Of immediate concern is critical infrastructure, including both power grids and artificial constructs, such as the stock market. Both private researchers and the Government Accountability Office (GAO) have warned that the adoption of smart grid technology has been progressing forward with inadequate emphasis on cyber security. Similarly, NASDAQ systems have been recently compromised, reigniting the congressional debate over the merits of new cyber security legislation. Nothing about these two areas of vulnerability is frivolous or "hyped"; it is well within the realm of possibility that a state actor (or a well funded private entity) could utilize cyber threats against these areas as leverage in conventional warfare or trade disputes. Moreover, these are areas of general consensus among cyber security experts, and should be addressed immediately.
That said, not all advice from leading experts should be followed, especially from ones that are trying to drum up business for their consulting firms. For example, former Director of National Intelligence, Adm. Michael McConnell (ret.) (who is now an executive vice-president at Booz Allen Hamilton), proposed the complete redesign of the internet – a task that could possibly be contracted out to his firm — in a Washington Post op-ed.
"More specifically, we need to reengineer the Internet to make attribution, geolocation, intelligence analysis and impact assessment — who did it, from where, why and what was the result — more manageable."
This tasking, while accurately addressing the fundamental limitations of cyber war, would be an expensive exercise in futility.
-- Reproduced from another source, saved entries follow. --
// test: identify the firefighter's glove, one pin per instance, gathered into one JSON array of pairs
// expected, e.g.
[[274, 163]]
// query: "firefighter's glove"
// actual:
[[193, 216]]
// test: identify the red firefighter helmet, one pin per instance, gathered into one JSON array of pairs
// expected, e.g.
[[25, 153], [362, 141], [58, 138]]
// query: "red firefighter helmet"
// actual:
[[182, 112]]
While the proposal would undoubtedly be confronted with privacy roadblocks in the United States, the larger problem would be convincing other countries to regulate their networks and to implement similar systems. Without unanimous international agreement, unmonitored darknets would exist that make "attribution, geolocation, intelligence analysis and impact assessment" just as difficult as it is now. For example, it’s highly doubtful that Chinese telecom companies (which provide connectivity all over the world) would welcome McConnell’s proposal with open arms. Likely dissidents would be China, North Korea, Russia, and much of Eastern Europe. The point is that while attribution is a tough and critical issue to resolve, his proposal is frighteningly unrealistic and sensational.
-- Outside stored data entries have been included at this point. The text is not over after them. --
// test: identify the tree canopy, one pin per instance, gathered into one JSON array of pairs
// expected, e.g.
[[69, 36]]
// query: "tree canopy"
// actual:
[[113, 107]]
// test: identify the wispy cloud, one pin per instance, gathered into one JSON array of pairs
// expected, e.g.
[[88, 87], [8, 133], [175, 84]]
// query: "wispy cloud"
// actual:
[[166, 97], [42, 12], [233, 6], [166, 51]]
In fairness, McConnell does touch on many very valid, and perhaps less dramatic, cyber security concerns in his op-ed, which he has also repeated before Congress. In many ways, his credibility has brought critical attention to the issue of cyber security. But his private sector status also causes reason for doubt, and in some cases — as evidenced above – it seems justified. Experts like Dr. Martin Libicki of the RAND Corporation, as Best Defense previously reported, have been right to caution us to take a step back from the brink of cyber war alarmism.
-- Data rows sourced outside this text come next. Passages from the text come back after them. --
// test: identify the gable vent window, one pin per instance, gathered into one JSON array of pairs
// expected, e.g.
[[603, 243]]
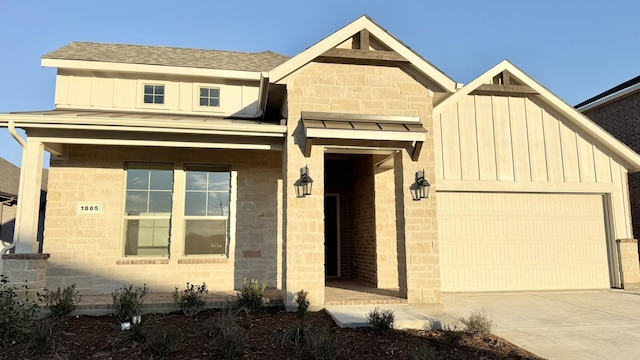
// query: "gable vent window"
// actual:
[[210, 97], [154, 94]]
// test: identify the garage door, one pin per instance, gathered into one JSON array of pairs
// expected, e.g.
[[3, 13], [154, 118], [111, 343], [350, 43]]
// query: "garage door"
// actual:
[[503, 242]]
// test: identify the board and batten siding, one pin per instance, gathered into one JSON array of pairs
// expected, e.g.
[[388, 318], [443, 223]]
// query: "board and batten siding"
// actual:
[[124, 93], [517, 144]]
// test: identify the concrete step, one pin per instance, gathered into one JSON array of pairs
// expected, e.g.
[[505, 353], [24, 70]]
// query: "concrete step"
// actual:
[[406, 316]]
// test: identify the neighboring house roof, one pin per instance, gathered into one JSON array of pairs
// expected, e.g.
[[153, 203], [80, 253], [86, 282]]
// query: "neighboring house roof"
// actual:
[[364, 22], [168, 56], [614, 93], [628, 156], [9, 179]]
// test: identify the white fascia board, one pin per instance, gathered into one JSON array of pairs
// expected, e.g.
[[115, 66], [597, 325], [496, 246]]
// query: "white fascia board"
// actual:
[[349, 30], [182, 144], [365, 135], [150, 69], [147, 125], [611, 97]]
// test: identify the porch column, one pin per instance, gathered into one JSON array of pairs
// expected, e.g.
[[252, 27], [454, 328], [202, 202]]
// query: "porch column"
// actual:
[[418, 265], [26, 229], [303, 235]]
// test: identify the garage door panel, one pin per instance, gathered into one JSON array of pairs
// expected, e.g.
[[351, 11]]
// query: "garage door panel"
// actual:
[[498, 242]]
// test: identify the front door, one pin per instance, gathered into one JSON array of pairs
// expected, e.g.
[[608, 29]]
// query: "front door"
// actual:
[[331, 248]]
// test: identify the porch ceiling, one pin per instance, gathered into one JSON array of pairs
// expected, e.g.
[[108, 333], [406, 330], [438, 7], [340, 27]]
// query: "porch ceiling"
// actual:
[[355, 129]]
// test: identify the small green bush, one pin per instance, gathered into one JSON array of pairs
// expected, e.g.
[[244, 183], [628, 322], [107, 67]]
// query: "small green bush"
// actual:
[[127, 302], [451, 334], [60, 302], [191, 299], [382, 321], [303, 302], [17, 315], [478, 323], [252, 295]]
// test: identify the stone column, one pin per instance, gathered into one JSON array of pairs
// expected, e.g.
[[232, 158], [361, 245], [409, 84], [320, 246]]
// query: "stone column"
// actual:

The correct response to Stuxnet is to acknowledge the risks of cyber war, but be discerning in our reaction. We must separate the sensational from the legitimate, and only invest in valid and practical strategies. Only some projects and policies deserve American tax dollars. But we should also be weary of under-reacting, and chalking up the notion of cyber war as nothing but profit-driven hype. It would not be in our nation’s best interest to put our head back in the sand and ignore the real and tactile threats that could heavily damage our country.